For the residents and their representatives, there are two obvious reasons: vengeance and profit.

“For the PMF, it is a form of revenge against Saddam and the village is of course highly symbolic,” Marwan Al-Jabbari, spokesman for the Salah ad-Din Tribal Council, told the BIC.

“There are also economic stakes: the village is located along the Tigris River, which is fertile land that they can cultivate and use to set up fish farms. It is also a strategic area, located in the heart of the province of Salah ad-Din, at the intersection of important roads that lead to the north of the country,” he said. "I had a meeting with Mustafa Al-Kadhimi when he was still Prime Minister and he assured me that he would take care of this issue, but even he could not find a solution.”
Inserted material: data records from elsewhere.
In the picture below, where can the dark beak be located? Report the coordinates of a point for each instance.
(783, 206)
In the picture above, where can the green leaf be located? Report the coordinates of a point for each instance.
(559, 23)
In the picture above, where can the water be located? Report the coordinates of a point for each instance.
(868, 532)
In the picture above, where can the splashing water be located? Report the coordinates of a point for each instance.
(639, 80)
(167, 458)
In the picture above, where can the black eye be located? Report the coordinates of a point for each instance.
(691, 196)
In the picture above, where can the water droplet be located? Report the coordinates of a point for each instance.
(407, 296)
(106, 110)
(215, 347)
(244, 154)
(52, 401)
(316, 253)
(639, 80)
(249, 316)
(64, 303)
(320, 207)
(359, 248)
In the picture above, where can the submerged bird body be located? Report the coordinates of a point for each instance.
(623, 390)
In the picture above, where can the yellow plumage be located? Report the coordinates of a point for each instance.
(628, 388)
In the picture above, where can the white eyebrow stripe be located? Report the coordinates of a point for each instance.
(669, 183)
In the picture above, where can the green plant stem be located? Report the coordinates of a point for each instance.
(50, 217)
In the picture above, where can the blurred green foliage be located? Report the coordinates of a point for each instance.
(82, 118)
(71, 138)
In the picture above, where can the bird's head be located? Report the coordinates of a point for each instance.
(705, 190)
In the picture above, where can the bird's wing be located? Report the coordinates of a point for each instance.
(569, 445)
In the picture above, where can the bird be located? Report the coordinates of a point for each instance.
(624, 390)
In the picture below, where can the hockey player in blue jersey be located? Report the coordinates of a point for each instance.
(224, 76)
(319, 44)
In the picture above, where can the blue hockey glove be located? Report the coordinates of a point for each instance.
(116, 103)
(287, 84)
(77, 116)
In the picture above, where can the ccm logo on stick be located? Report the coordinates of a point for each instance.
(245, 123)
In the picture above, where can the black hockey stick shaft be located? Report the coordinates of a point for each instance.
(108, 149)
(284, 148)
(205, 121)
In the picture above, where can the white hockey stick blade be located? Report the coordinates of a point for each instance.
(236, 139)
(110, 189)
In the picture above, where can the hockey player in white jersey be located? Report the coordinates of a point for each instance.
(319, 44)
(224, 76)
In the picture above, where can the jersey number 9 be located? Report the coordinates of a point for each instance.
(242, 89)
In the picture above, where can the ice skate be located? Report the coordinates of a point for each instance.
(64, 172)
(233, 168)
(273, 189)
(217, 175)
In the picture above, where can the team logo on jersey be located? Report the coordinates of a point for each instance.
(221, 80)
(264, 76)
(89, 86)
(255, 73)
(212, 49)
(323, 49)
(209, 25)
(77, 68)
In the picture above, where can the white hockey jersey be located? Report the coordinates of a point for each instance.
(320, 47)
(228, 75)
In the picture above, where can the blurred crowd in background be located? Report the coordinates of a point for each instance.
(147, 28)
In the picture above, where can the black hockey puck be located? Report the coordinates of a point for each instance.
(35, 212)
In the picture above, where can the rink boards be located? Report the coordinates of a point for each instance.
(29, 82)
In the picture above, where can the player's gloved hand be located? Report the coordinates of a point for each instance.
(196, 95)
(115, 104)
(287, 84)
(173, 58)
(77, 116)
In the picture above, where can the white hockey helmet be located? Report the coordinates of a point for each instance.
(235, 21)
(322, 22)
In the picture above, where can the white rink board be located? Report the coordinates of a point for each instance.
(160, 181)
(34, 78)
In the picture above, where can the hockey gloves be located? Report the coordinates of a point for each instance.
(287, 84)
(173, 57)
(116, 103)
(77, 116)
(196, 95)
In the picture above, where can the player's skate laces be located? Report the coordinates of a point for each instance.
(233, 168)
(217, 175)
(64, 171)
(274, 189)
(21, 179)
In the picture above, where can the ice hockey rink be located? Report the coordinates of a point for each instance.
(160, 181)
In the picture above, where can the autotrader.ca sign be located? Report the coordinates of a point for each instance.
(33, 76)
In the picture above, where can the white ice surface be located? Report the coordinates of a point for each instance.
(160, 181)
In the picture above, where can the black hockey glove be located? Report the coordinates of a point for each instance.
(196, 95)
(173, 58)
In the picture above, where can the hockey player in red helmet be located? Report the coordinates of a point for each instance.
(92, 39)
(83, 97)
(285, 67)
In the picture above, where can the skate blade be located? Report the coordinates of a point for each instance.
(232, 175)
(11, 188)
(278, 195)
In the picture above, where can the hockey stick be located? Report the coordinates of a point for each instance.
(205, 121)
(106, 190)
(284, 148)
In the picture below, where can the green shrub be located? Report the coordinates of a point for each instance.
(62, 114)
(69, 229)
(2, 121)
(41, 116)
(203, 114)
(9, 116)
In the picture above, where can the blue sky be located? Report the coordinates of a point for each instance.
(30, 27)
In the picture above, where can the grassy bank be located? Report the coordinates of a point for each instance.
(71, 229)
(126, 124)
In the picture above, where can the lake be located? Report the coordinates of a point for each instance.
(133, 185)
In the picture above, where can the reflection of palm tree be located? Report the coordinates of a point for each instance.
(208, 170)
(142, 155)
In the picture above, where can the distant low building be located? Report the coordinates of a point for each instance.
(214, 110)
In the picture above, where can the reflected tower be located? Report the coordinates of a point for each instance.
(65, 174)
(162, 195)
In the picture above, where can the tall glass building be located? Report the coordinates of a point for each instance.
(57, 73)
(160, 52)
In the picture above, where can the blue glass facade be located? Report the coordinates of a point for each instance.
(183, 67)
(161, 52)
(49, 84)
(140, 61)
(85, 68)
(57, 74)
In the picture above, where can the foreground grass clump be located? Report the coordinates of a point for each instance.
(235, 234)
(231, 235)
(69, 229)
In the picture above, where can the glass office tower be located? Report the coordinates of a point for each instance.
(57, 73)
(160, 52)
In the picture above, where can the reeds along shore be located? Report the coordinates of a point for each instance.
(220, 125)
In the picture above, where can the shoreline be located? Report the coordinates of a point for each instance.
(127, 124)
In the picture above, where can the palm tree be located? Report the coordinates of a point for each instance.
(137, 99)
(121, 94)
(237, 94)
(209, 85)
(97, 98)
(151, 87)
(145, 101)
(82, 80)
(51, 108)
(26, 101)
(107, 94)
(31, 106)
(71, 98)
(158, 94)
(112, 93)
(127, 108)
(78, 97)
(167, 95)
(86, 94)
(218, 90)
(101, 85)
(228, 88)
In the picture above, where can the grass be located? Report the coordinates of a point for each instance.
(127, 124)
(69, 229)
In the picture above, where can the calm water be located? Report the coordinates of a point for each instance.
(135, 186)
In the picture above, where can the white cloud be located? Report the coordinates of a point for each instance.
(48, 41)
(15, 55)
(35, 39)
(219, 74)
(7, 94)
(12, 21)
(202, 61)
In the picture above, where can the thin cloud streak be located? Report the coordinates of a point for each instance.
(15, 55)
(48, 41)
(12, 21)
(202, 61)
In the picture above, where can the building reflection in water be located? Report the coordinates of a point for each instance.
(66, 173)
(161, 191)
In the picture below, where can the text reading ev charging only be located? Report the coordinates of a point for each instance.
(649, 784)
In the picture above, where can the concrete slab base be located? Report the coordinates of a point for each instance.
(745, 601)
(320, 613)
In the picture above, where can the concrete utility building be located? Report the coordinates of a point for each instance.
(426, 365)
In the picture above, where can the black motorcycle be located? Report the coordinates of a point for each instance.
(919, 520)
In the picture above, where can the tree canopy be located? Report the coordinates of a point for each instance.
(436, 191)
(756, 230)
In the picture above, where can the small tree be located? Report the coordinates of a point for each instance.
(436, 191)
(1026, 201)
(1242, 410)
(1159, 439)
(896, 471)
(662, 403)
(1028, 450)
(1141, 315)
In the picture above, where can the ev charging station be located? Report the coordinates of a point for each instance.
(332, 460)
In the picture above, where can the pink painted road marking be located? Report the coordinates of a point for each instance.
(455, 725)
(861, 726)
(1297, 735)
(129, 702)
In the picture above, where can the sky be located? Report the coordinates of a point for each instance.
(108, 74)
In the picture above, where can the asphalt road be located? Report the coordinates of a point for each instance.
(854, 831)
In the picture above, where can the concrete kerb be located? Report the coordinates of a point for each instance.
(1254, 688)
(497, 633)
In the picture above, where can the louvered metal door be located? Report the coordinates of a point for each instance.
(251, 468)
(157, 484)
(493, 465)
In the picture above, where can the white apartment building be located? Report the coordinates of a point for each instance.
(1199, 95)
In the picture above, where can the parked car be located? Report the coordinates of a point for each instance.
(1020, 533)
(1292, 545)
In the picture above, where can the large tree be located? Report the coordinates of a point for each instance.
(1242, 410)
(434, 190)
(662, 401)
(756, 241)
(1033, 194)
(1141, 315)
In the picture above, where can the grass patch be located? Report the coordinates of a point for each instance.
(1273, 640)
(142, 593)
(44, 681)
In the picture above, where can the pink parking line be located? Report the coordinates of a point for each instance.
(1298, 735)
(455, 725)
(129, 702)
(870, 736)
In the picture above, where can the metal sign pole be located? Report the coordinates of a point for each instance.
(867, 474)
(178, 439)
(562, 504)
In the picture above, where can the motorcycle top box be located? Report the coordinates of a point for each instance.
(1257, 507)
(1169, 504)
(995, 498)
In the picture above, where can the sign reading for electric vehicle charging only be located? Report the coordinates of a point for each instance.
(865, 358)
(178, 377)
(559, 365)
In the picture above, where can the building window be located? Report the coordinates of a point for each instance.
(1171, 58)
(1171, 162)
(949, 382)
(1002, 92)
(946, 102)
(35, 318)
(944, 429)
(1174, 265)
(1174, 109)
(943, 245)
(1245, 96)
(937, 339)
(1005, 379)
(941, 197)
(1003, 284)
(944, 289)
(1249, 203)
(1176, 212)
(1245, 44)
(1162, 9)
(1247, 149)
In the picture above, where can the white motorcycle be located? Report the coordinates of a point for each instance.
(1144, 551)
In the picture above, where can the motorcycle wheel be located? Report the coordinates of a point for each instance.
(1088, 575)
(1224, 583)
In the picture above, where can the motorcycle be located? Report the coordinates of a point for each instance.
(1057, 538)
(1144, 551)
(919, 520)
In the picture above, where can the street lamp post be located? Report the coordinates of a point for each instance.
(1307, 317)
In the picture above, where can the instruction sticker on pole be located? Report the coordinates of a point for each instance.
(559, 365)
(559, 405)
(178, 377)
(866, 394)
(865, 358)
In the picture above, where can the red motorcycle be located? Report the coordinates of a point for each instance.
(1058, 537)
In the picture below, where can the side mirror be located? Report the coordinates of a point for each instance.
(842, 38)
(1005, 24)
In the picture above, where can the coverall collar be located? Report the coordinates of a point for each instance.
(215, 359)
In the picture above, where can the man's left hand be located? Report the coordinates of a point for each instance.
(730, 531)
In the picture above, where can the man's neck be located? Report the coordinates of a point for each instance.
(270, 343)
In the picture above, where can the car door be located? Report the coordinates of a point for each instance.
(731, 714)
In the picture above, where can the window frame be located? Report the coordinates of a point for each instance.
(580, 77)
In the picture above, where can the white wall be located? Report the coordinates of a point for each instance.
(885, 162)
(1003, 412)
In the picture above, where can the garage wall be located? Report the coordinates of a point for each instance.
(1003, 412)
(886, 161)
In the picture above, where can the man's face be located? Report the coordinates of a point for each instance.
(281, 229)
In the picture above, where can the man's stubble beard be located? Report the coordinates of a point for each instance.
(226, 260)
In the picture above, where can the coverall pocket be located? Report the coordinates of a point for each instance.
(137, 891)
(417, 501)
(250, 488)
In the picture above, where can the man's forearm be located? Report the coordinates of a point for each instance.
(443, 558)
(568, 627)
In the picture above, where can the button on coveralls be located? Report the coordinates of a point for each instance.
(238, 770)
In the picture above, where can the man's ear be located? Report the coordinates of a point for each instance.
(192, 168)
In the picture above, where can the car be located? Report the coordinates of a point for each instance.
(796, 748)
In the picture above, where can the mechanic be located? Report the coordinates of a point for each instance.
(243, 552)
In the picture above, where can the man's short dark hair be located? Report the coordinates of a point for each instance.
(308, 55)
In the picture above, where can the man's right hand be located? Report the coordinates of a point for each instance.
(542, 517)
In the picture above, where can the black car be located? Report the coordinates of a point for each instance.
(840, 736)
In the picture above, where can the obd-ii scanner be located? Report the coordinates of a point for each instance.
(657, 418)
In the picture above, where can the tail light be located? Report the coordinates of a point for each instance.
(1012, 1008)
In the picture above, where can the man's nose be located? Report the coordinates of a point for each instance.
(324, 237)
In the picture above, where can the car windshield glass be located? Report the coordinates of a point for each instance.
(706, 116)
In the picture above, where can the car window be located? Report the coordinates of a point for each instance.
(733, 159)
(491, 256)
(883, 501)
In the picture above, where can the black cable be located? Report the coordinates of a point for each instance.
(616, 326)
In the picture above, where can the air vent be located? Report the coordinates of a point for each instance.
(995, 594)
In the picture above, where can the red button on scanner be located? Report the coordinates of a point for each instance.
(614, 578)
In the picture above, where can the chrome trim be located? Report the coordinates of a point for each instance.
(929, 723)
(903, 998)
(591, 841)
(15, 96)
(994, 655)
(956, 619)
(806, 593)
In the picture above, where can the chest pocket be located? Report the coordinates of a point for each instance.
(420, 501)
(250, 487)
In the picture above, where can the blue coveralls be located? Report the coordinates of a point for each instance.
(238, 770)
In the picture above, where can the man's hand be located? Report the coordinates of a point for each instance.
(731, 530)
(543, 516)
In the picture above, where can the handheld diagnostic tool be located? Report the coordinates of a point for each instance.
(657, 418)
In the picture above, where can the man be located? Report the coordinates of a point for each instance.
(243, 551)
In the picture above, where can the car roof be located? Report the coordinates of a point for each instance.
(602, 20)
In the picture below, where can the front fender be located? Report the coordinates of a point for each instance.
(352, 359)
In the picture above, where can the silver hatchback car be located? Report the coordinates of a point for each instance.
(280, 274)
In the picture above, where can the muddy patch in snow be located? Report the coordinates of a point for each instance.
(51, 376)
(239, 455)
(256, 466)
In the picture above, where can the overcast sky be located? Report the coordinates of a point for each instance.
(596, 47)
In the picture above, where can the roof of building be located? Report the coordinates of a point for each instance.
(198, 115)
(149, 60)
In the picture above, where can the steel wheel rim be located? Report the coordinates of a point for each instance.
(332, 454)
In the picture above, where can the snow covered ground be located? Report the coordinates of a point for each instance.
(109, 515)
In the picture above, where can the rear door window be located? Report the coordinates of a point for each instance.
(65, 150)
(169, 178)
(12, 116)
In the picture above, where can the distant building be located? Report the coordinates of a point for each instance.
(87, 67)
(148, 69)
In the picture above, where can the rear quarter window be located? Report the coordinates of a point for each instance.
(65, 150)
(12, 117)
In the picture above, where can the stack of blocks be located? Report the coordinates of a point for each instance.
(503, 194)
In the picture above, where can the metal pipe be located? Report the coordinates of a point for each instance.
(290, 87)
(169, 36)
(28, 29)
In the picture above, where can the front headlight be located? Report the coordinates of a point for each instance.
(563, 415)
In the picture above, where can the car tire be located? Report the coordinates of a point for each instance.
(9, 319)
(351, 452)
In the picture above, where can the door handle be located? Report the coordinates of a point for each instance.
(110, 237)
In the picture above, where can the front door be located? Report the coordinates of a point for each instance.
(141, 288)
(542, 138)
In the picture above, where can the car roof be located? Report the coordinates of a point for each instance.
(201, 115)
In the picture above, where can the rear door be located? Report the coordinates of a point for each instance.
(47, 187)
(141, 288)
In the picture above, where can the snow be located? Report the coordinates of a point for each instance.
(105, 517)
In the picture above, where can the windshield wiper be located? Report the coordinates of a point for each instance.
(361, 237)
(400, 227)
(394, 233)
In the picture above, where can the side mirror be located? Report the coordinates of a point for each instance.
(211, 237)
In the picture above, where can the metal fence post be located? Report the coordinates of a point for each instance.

Al-Awja residents have experienced the last twenty years as a demotion that is all the more staggering given that Saddam, during his time in power, used to surround himself with people close to him, notably drawing from among the members of his tribe to populate the ranks of his security services.

Hassan Nada Al-Hussein was himself a Lieutenant-General. The leader of the Albu Nasir admits that several members of his tribe (which numbers of tens of thousands) had joined the Islamic State. But holding the whole community responsible for the misdeeds of some individuals is akin to collective punishment and political vengeance, he told the BIC from the house he now rents in the suburbs of Erbil, in the Kurdish region of Iraq. In his living room, a dozen men from the village sat on sofas sipping tea.

Some of them showed the BIC satellite images that they say is proof that their land had been confiscated for profit. Indeed, a visual analysis of satellite imagery freely available online shows a radical transformation of the topography of Al-Awja and its surroundings over the years.

From 2016 – when the village had already been completely emptied of its population – one can clearly see the first artificial pools appear, steadily multiplying until the most recent imagery from 2020, which shows a patchwork of several dozen pools that residents say are being used by the PMF for aquaculture.

"These lands had been passed from father to son for the past 300 years," the tribal leader said. "This is our heritage, our history. What an unbearable loss.”